Extraordinary coastline with 1244 islands and crystal-clear sea, medieval towns surrounded with ancient walls, beautiful beaches and sunny weather are all the things that made Croatia so popular among travelers in the last years.
But, there is lot more to explore in this little country besides the coastline – Croatia has 8 national parks, 11 nature parks, 10 World Heritage sites and great local food & wine across the country.
Croatia should definitely be on your holidays list, and if you are planing a trip to this Mediterranean country here are some things you should know.
1. Croatia is a part of EU – EU citizens can enter with an ID
you are an EU citizen you can enter Croatia with your ID. Other foreign citizens need to have a valid passport to enter Croatia. Citizens of the U.K., the U.S., Canada, Australia and New Zealand do not need visas to visit Croatia. Visitors can visit Croatia for up to 90 days in any 180 day period
2. Local currency is Croatian Kuna (HRK)
Although Croatia is a part of EU, Euros are not officially accepted and you can’t pay legally with them in Croatia. Local currency in Croatia is Croatian Kuna, with 1€ being approx 7,5 HRK. Although you can pay with your bank card almost everything in Croatia, it is always better to have some cash in local currency with you. You can get HRK at the ATM or, if you want to get better exchange rate, you can exchange euros to kuna in local banks and exchange offices.

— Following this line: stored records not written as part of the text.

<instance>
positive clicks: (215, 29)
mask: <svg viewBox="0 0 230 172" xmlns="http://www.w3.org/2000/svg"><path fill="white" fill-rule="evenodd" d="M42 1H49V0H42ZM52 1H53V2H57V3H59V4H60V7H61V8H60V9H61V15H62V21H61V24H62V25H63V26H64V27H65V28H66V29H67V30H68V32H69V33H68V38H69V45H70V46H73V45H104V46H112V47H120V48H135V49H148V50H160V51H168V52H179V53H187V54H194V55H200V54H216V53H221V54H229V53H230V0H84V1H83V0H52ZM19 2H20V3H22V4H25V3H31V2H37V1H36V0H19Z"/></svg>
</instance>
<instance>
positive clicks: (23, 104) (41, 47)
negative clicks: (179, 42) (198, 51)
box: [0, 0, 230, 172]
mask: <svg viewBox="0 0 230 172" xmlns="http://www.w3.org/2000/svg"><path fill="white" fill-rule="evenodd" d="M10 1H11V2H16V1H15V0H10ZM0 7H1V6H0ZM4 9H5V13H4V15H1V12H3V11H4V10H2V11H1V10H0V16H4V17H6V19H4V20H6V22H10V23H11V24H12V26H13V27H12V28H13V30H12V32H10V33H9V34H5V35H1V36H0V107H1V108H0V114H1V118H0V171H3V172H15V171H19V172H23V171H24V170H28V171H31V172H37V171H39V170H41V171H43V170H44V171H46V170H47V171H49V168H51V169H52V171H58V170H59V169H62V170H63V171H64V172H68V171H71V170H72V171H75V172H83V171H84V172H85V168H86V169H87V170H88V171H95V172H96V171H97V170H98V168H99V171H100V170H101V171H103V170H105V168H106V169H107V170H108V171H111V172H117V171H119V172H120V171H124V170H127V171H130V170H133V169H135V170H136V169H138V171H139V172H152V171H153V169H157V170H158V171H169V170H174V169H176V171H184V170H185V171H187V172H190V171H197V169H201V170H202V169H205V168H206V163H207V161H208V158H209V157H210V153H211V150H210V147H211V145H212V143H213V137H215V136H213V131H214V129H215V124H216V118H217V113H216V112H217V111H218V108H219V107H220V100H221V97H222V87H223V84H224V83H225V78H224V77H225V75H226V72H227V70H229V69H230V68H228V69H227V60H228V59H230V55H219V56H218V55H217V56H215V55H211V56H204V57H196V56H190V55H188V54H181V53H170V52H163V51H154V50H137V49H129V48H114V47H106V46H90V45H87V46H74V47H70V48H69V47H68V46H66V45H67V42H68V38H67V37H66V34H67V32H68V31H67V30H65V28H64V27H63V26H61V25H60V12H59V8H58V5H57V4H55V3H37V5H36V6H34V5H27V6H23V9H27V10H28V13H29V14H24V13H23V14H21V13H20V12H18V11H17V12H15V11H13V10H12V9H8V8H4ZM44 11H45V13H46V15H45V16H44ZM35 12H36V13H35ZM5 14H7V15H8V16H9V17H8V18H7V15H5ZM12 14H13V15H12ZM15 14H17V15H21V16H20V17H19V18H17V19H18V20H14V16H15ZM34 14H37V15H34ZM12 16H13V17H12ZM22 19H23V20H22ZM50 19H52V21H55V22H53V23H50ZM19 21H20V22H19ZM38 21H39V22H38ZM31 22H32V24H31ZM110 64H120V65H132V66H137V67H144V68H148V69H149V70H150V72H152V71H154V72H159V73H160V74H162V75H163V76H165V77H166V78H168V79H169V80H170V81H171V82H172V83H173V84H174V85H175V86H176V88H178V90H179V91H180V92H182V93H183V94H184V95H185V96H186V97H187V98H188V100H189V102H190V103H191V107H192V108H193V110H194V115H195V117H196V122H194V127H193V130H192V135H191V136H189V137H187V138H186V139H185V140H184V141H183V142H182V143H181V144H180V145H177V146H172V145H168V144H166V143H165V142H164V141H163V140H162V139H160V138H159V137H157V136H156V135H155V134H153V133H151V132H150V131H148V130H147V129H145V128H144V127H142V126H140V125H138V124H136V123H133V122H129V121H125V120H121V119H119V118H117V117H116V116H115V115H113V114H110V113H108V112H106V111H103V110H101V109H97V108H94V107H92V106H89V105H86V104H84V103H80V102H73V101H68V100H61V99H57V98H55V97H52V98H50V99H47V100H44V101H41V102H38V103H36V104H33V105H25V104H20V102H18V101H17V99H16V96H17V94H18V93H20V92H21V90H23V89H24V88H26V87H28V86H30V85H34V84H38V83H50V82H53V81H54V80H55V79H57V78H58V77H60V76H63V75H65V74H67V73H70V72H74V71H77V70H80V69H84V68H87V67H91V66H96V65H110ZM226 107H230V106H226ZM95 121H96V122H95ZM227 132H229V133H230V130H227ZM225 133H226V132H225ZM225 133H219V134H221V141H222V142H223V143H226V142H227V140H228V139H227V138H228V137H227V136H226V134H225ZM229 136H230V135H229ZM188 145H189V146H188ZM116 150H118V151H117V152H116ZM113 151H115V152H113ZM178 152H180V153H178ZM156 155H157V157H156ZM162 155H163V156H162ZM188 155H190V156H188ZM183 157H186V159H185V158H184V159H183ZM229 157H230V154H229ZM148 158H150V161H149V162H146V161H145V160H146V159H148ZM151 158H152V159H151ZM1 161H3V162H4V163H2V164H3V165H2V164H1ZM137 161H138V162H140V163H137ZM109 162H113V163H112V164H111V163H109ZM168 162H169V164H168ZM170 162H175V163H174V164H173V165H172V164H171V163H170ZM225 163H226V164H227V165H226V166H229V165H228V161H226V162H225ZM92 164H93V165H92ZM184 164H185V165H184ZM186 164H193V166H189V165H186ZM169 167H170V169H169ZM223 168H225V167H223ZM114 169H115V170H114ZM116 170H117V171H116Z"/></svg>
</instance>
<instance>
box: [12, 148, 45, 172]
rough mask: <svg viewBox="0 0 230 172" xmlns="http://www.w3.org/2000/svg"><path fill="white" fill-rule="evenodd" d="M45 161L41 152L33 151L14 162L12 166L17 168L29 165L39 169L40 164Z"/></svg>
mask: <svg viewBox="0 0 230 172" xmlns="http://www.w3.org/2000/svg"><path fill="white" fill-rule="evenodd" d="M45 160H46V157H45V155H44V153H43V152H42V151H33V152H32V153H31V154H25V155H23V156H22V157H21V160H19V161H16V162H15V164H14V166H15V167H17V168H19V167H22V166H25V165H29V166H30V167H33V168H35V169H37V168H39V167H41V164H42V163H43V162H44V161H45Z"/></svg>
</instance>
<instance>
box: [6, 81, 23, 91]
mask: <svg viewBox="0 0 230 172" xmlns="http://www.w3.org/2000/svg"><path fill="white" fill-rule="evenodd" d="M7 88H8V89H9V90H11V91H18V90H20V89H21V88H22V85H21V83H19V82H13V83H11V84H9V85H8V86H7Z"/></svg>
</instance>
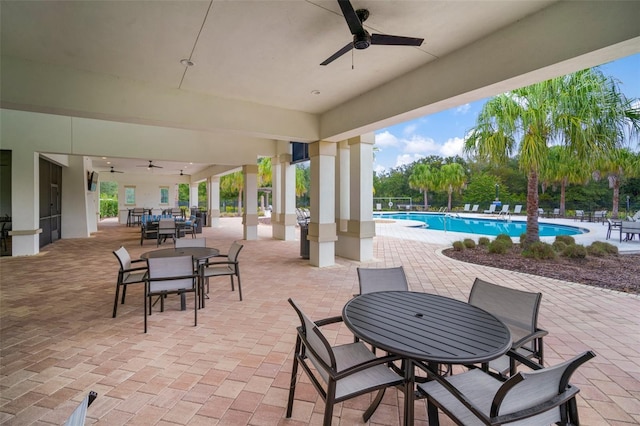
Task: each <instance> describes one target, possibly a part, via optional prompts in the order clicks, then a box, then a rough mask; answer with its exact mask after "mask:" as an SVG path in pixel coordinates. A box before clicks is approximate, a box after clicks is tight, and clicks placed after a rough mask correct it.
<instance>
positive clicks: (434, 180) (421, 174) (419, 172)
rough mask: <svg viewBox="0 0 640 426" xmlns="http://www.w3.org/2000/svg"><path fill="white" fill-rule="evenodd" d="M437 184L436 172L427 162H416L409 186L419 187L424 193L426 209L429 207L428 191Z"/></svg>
mask: <svg viewBox="0 0 640 426" xmlns="http://www.w3.org/2000/svg"><path fill="white" fill-rule="evenodd" d="M435 184H436V173H434V172H433V171H432V170H431V168H430V167H429V166H428V165H427V164H416V165H415V166H414V167H413V171H412V172H411V175H410V176H409V187H411V188H412V189H418V190H420V192H422V193H423V194H424V209H425V210H427V209H428V208H429V200H428V196H427V193H428V192H429V189H431V188H433V187H434V186H435Z"/></svg>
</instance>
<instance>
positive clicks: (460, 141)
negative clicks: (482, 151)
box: [440, 138, 464, 157]
mask: <svg viewBox="0 0 640 426" xmlns="http://www.w3.org/2000/svg"><path fill="white" fill-rule="evenodd" d="M463 147H464V139H462V138H450V139H449V140H447V141H446V142H445V143H444V145H442V146H441V147H440V154H441V155H442V156H443V157H454V156H456V155H459V156H461V157H462V151H463Z"/></svg>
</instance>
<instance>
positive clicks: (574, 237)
mask: <svg viewBox="0 0 640 426" xmlns="http://www.w3.org/2000/svg"><path fill="white" fill-rule="evenodd" d="M390 213H393V212H390ZM403 213H404V212H403ZM454 214H457V213H454ZM459 216H460V217H468V218H480V219H497V218H498V215H495V214H469V213H460V214H459ZM511 220H512V221H513V222H516V221H522V222H524V221H526V220H527V217H526V216H524V215H521V216H511ZM539 223H548V224H551V225H567V226H575V227H578V228H582V229H586V230H587V231H588V232H586V233H584V234H577V235H573V237H574V238H575V240H576V243H578V244H582V245H584V246H588V245H590V244H591V243H593V242H594V241H605V242H607V243H610V244H613V245H614V246H616V247H618V251H619V253H621V254H637V253H640V240H638V239H634V240H632V241H622V242H620V231H619V230H617V229H615V230H613V231H611V238H610V239H608V240H607V239H606V237H607V229H609V227H608V224H607V223H606V222H605V223H604V224H603V223H601V222H598V223H596V222H580V221H576V220H574V219H561V218H558V219H555V218H540V220H539ZM422 224H423V223H422V222H419V221H414V220H397V219H391V220H390V221H376V234H377V235H386V236H395V237H398V238H402V239H408V240H414V241H422V242H428V243H432V244H444V245H450V244H451V243H453V242H454V241H460V240H462V239H464V238H472V239H474V240H477V239H478V238H479V237H480V236H482V235H481V234H469V233H466V232H451V231H437V230H430V229H428V228H425V229H421V230H420V232H417V231H416V227H419V226H420V225H422ZM487 236H488V237H489V238H491V239H493V238H495V237H494V236H491V235H487ZM554 239H555V237H541V238H540V240H541V241H544V242H547V243H552V242H553V241H554ZM516 240H517V238H515V239H514V242H517V241H516Z"/></svg>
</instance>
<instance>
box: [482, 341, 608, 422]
mask: <svg viewBox="0 0 640 426" xmlns="http://www.w3.org/2000/svg"><path fill="white" fill-rule="evenodd" d="M595 356H596V355H595V353H593V352H592V351H587V352H583V353H582V354H580V355H578V356H576V357H574V358H572V359H570V360H568V361H565V362H563V363H560V364H557V365H555V366H553V367H547V368H543V369H540V370H535V371H530V372H522V371H521V372H519V373H518V374H516V375H514V376H513V377H511V378H510V379H509V380H507V381H506V382H504V383H503V384H502V386H501V387H500V389H499V390H498V392H497V393H496V395H495V397H494V399H493V404H492V408H491V413H490V415H491V417H495V416H497V415H506V414H509V413H514V412H516V411H525V410H527V411H529V412H528V413H527V414H528V415H530V414H534V413H538V414H536V415H534V416H533V417H529V418H527V421H528V422H527V424H540V425H541V424H552V423H553V424H555V423H556V422H559V421H561V420H562V419H561V413H560V409H559V406H560V405H562V404H564V403H565V402H566V401H568V400H569V399H571V398H573V397H574V396H575V395H576V394H577V393H578V392H579V390H578V389H577V388H575V387H573V386H570V384H569V379H570V378H571V375H572V374H573V373H574V371H575V370H576V369H577V368H578V367H579V366H580V365H582V364H584V363H585V362H587V361H588V360H590V359H591V358H593V357H595ZM574 420H575V419H574Z"/></svg>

3. Visit in spring or autumn to avoid crowds
Croatia is packed with tourists in the summer, especially in late July and August. Meaning that you can expect crowds, traffic jams, and it may be hard to find a place to sleep (you should book in advance!).
If you are not visiting one of the music festivals in the summer or you don’t just want to lay down on the beach and swim and sunbath all day, you should avoid peek season.
If you are planning to explore national parks and coastal towns – we suggest to visit Croatia in spring or autumn, . On the coastline daily average temperatures are 13°C in April ( they can reach a high of 17°C and only go as low as around 9°C) with 13-14 sunshine hours on avg. In May daily avg temperature is around 18°C and goes up to 21°C.
Traveling during off-peak season can mean lower accommodation prices, lower entrance fees (national parks and sightseeing), and less crowded places.
4. Visit national parks
Don’t just go to Dubrovnik, Split and other coast towns – Croatia has 8 national parks that are all located near the coastline. You can book a day trip or excursion with a local travel agency and explore beautiful nature of this small country with a help of local guide.
Here you can check our recommendation of top ten places to visit in Croatia.
5. There are flights to Croatia from all over Europe
Getting to Croatia from any part of Europe is quite easy. From April through September many European airlines have direct flights to all major Croatian airports.
6. Tap water in Croatia is safe to drink
Water supply system is controlled regularly and tap water in Croatia is safe to drink.
7. Shop and Eat Local
You will find olive trees and vineyards from Istria in the north to Dubrovnik in the south. Croatian wines and olive oils are of an excellent quality and you must try them. We also suggest to buy fresh fish and homegrown fruits and vegetables at local markets, and enjoy local food in small restaurants.
Most of Croatians speak at least some English. People working in tourism often speak more than one foreign language, with English, German and Italian most widely spoken.